Aux Délices, 30 juin.

Je commence, mon cher ami, par ce qui est le plus intéressant. La personne dont je respecte le nom et le mérite se réparerait probablement de cruels repentirs si elle prenait le parti dont vous parlez. Le service est ingrat dans ce pays-là, les mœurs en général aussi dures que le climat, la jalousie contre les étrangers extrême, le despotisme au comble, la société nulle. Le maréchal Keith n’y put tenir, et aima encore mieux la Prusse : c’est tout dire. L’impératrice est aimable, mais sa santé est fort équivoque ; elle est menacée d’un mal qui ne pardonne guère, et à sa mort il peut y avoir des révolutions. En général, une telle transplantation ne peut convenir qu’à un soldat de fortune, jeune, robuste, et sans ressource ; mais elle est bien peu faite pour un homme d’un si grand nom, encore moins pour une jeune dame élevée en France. Le nom de M***[1] ne doit briller que dans nos armées. Il vaut mieux attendre tout du temps en France, que d’aller chercher l’ennui et le malheur sous le pôle. Tel est mon avis, puisqu’on me le demande. On peut d’ailleurs consulter sur cela M.  Alethof, jeune Russe qui parle français comme vous, et dont on m’a montré un petit ouvrage que vous verrez dans peu.
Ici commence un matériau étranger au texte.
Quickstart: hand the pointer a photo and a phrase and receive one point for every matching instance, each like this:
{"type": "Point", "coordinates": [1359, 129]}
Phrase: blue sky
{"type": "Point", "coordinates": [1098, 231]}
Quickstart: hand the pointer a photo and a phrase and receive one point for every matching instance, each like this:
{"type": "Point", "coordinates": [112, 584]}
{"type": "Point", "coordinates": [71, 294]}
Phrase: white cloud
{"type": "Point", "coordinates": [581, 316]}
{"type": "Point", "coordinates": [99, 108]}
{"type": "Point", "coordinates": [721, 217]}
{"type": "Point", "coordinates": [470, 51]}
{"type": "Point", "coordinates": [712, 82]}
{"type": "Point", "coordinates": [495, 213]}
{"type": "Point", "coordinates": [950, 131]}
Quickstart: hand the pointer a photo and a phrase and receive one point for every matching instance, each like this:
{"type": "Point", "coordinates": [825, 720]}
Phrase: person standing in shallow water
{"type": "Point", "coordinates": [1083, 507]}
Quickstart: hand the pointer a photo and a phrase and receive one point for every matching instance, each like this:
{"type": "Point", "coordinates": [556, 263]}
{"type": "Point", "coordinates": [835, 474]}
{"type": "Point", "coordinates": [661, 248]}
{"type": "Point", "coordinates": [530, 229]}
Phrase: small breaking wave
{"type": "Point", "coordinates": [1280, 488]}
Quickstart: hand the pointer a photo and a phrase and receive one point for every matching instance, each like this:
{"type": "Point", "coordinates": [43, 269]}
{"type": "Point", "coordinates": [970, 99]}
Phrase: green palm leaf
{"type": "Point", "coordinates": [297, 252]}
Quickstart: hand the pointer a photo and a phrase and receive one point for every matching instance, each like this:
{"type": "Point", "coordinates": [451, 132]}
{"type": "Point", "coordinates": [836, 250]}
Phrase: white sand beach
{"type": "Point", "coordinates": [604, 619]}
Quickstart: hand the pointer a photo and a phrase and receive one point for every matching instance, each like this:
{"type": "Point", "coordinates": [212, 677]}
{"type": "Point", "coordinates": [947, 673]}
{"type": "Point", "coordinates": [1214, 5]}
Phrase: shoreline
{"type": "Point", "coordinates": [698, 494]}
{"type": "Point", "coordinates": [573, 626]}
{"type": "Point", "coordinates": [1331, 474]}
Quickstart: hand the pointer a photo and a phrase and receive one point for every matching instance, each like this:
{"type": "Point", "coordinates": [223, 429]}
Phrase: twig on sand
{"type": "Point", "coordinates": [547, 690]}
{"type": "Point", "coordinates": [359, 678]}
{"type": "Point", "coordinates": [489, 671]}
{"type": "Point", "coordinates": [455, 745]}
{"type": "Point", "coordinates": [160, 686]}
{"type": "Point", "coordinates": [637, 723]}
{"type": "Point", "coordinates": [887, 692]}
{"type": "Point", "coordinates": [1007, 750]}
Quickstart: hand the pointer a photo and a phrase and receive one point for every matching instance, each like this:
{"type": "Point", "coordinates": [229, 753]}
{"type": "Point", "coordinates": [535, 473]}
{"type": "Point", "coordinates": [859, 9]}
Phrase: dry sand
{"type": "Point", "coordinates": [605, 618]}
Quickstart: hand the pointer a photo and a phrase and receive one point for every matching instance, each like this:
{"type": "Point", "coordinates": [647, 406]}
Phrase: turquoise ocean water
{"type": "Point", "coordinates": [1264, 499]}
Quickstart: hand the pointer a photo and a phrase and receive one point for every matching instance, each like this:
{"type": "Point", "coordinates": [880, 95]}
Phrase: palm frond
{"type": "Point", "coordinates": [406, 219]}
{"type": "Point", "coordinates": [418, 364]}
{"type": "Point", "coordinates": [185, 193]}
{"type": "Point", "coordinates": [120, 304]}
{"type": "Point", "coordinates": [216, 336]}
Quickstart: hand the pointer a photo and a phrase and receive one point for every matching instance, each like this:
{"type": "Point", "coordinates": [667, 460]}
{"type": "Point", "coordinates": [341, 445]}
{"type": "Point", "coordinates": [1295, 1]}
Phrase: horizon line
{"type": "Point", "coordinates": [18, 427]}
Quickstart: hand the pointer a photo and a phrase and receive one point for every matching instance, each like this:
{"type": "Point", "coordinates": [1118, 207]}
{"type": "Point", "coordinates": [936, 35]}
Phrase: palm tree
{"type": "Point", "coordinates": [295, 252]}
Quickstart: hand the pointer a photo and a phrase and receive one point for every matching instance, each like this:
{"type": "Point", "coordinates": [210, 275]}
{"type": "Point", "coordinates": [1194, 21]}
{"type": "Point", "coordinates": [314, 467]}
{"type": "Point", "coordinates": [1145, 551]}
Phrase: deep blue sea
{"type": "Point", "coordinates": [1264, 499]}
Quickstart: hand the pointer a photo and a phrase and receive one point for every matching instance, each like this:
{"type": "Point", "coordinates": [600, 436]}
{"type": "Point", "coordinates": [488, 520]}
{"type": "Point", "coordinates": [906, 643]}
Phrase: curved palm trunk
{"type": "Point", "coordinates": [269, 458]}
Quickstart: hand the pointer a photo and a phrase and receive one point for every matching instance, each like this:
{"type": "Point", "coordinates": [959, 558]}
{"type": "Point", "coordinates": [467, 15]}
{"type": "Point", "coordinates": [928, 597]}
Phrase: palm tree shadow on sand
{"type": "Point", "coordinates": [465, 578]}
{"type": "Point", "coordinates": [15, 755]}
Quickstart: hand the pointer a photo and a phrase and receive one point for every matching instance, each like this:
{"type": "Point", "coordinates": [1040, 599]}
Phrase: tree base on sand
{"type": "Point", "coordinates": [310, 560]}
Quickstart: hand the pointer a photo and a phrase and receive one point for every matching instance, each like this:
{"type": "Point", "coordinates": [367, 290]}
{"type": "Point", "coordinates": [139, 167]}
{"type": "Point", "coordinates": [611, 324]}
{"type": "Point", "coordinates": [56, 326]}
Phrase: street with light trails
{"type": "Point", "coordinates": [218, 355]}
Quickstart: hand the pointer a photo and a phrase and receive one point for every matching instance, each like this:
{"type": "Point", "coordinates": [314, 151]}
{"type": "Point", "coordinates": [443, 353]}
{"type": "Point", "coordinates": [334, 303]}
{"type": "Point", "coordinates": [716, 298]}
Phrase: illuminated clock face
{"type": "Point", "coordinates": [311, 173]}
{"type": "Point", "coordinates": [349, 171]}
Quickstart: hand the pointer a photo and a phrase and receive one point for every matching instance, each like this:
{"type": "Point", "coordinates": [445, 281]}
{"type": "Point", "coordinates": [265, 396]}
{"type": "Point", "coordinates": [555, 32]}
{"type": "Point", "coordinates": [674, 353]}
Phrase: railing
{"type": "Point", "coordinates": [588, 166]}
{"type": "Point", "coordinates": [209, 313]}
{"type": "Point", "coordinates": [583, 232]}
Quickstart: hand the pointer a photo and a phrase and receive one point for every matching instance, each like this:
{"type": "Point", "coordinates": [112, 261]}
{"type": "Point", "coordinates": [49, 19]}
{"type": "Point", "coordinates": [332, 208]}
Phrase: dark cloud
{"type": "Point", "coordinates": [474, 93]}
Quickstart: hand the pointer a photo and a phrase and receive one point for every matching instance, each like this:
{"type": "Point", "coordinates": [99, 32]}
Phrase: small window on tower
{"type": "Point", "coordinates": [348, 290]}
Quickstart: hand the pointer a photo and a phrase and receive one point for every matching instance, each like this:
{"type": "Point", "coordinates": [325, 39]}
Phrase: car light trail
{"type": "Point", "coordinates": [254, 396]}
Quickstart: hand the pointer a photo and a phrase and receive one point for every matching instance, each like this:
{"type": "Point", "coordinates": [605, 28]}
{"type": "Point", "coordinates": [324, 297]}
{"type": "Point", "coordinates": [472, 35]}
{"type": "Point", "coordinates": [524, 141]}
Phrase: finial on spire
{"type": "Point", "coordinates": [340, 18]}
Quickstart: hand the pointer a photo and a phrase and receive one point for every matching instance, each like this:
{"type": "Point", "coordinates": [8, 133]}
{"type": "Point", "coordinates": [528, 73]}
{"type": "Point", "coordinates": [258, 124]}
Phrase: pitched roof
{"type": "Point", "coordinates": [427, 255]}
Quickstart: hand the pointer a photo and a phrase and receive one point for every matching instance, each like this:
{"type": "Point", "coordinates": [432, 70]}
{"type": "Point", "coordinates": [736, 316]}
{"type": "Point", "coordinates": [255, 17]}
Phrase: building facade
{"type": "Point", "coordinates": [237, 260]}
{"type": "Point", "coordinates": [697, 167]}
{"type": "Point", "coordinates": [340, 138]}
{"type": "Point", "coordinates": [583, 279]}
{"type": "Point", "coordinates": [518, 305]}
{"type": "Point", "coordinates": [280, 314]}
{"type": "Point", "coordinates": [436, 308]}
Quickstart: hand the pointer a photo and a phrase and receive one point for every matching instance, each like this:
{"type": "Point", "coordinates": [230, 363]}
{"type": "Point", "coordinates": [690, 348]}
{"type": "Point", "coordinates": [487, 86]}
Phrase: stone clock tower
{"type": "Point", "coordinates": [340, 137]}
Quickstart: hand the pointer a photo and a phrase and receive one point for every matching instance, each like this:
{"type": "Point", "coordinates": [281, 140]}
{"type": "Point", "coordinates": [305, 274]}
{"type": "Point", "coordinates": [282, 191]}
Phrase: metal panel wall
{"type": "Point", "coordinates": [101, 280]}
Je vous ai renvoyé le Pauvre Diable, de Vadé, que vous m’avez confié ; questa coglioneria m’a fort réjoui. M.  Bouret a peur de son ombre ; il pouvait très-bien, sans rien risquer, m’envoyer la Vision. M.  le duc de Choiseul, qui d’ailleurs abandonne Palissot à l’indignation publique, sait très-bien que je condamne plus que personne le trait indécent et odieux contre Mme  la princesse de Robecq. Il est absurde de mêler les dames dans des querelles d’auteurs ; voilà des philosophes bien maladroits. Il faut se moquer des Fréron, des Chaumeix, des Lefranc, et respecter les dames, surtout les Montmorency[2].

Des jésuites, ci-devant empoisonneurs des âmes, et aujourd’hui des corps, sont une plaisanterie si bien saisie de tout le monde qu’elle se trouve dans les notes[3] de l’ouvrage intitulé le Russe à

  1. Sans doute Montmorency. — Voyez le cinquième alinéa de la lettre 4176.
  2. Mme  de Robecq ; voyez tome XXXIX, page 245.
  3. La note où se trouvent les expressions concernant les jésuites avait été supprimée. Nous l’avons rétablie à la suite de celle qu’il fit en 1771. Voyez tome X.